Dolliver and her husband, Bill, who has been retired for several years, plan on taking a vacation soon. The couple have two sons, two daughters-in-law, three grandchildren and two granddogs.

“I’m going to take my time, but there are a lot of community groups that are looking for help,” Dolliver said. “I need to figure it out but I want to continue to engage in the community.”

Cynthia Beauregard, who works at Stanton Elementary School in the Family Resource Center, called Dolliver a great listener.

“She’s caring, compassionate and truly cares about the community and the families,” said Beauregard, who was named this year’s United Way Coordinator of the Year. “I admire Abby. She has a very special gift, and she has shared that gift throughout Norwich Public Schools. ‘We are all family’ is something Abby has said a few times. That’s what makes Abby such a great superintendent as she is truly passionate about her role.”

A long goodbye

In the weeks leading up to her last days, Dolliver has been inundated with messages, gifts and goodbye events.

“It’s hard. It’s emotional,” she said. “Everyone has been so kind. The things that people are doing and saying. I don’t see myself in that way. I see myself as me. You do what you do.
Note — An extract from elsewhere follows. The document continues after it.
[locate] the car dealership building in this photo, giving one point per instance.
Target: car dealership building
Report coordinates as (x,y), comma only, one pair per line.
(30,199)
It’s how you come across to people that you don’t always know.”

Dolliver said one community told her: “If it wasn’t for you, my daughter wouldn’t have graduated from high school.”

Various celebrations have honored Dolliver, including one at Lake of Isles when she was given a memory book and one colleague sang “Forever Young”.

“It was nice, and I didn’t let a lot of people talk,” she said, laughing. “I didn’t want a lot of yakking about me. I wanted people to visit and have fun.”

She didn’t accept a gift at that party. Instead, extra money – nearly $1,000 – was give to the NPS Education foundation.

The Community Foundation of Eastern Connecticut also is establishing the Abby I. Dolliver Family Fund, where money will go to a district program. The official description reads, in part: In honor of her June 2019 retirement as Superintendent of Norwich Public Schools and in recognition of her deep and abiding commitment to Norwich and its youth and families, the family of Abby Dolliver is creating a permanently endowed donor advised fund. ...The Fund’s primary purpose will be to support programs, services and organizations that benefit Norwich youth.”

“It came about as a few of our other Norwich fundholders and I talked about how this would be such a fitting, ‘living, breathing’ tribute to Abby as she retired,” Alison Woods, the vice president and chief development officer for the foundation, said.

Mayor Peter Nystrom has said the city owes Dolliver a huge thank you for all she has done for the school system and community, and Board of Education Chairwoman Yvette Jacaruso said she’ll miss a lot about Dolliver.

“Her honesty, fairness and kindness towards all people,” Jacaruso said. “Her love of the NPS students and the work they accomplish academically and socially. She looks at all sides of any issue before making a decision. She only wants the best performance from administrators, teachers and students. She listens to parental concerns and together they try to come up with a solution. ... We are going to miss her.”

And Dolliver will miss it all, too.

“We didn’t always have easy circumstances,” Dolliver said. “Our staff is phenomenal. You have to give them a lot of credit. This is kind of like my identity. That’s the part I have to get used to. Who will I be now?

“I cared about people. I cared about the kids. I cared about the families. That’s what I hope people will remember. Together, as a team, we made a difference.”